Even though the series has always been primarily about Hannah, it has slowly pulled back its camera over five seasons and explored characters beyond the four core women, showing us there are other people in Hannah’s orbit — Adam, Ray, Elijah, Hannah’s parents, even Laird and Caroline — who have complicated, worthwhile stories to tell. This is what you learn when you grow up: that life isn’t just about you and that other people’s problems weigh just as much as yours’. Again, this is classic coming-of-age stuff. With the last chapter of Girls a year away, we now know that, while she hasn’t changed and probably never will completely, Hannah has finally stared to evolve the way all characters in those kinds of stories do.

As weird as this sounds, that note Hannah leaves on Adam’s fruit basket made me flashback to a moment from another coming-of-age TV classic: The Wonder Years. For many, many reasons that should be obvious to anyone with a passing knowledge of the sitcom about young Kevin Arnold, The Wonder Years was a radically different show from Girls. (That said, if someone told me that Olivia D’Abo’s Karen Arnold is distantly related to Jemima Kirke’s Jessa, it would make total sense to me.) Nevertheless: in the season two holiday episode, there’s a moment when Kevin, who is starting to understand that the world is much larger than himself and his own needs, opens a gift from Winnie Cooper, the junior high love of his life. Inside the box, he finds a single four-leaf clover while the voiceover, provided by Older Kevin, says: “I learned from Winnie that in a world that changes too fast, the best we can do is wish each other merry Christmas, and good luck.”

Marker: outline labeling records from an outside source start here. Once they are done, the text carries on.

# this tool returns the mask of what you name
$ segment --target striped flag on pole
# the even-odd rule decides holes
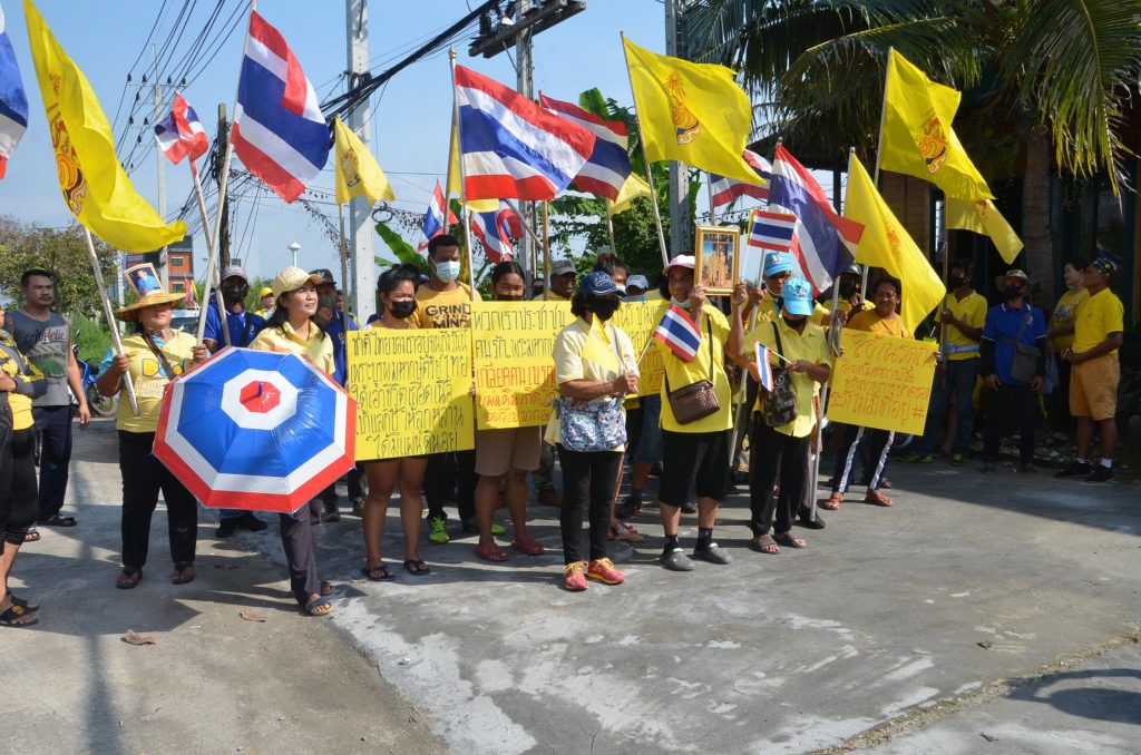
[[[654,338],[678,355],[682,362],[693,362],[702,346],[702,332],[685,309],[670,305],[654,331]]]
[[[553,200],[594,151],[585,128],[462,65],[455,98],[468,201]]]
[[[321,174],[332,143],[301,64],[257,11],[250,13],[230,141],[250,172],[285,202]]]
[[[597,194],[612,202],[617,200],[631,170],[630,155],[626,153],[629,146],[626,124],[622,121],[604,121],[577,105],[551,99],[542,94],[539,104],[594,135],[594,149],[582,170],[574,177],[575,188]]]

In a less heavy-handed way, the season five finale of Girls shows us Hannah learning that same lesson. Sure, she’s much older than Kevin Arnold, and Daniel Stern isn’t narrating it all for us. But that good luck epiphany confirms that Girls has done something more enduring than merely giving us a portrait of millennial angst or a modern take on making it in a big city overrun with mobile phones and man buns. What it’s really been showing us are Hannah Horvath’s wonder years.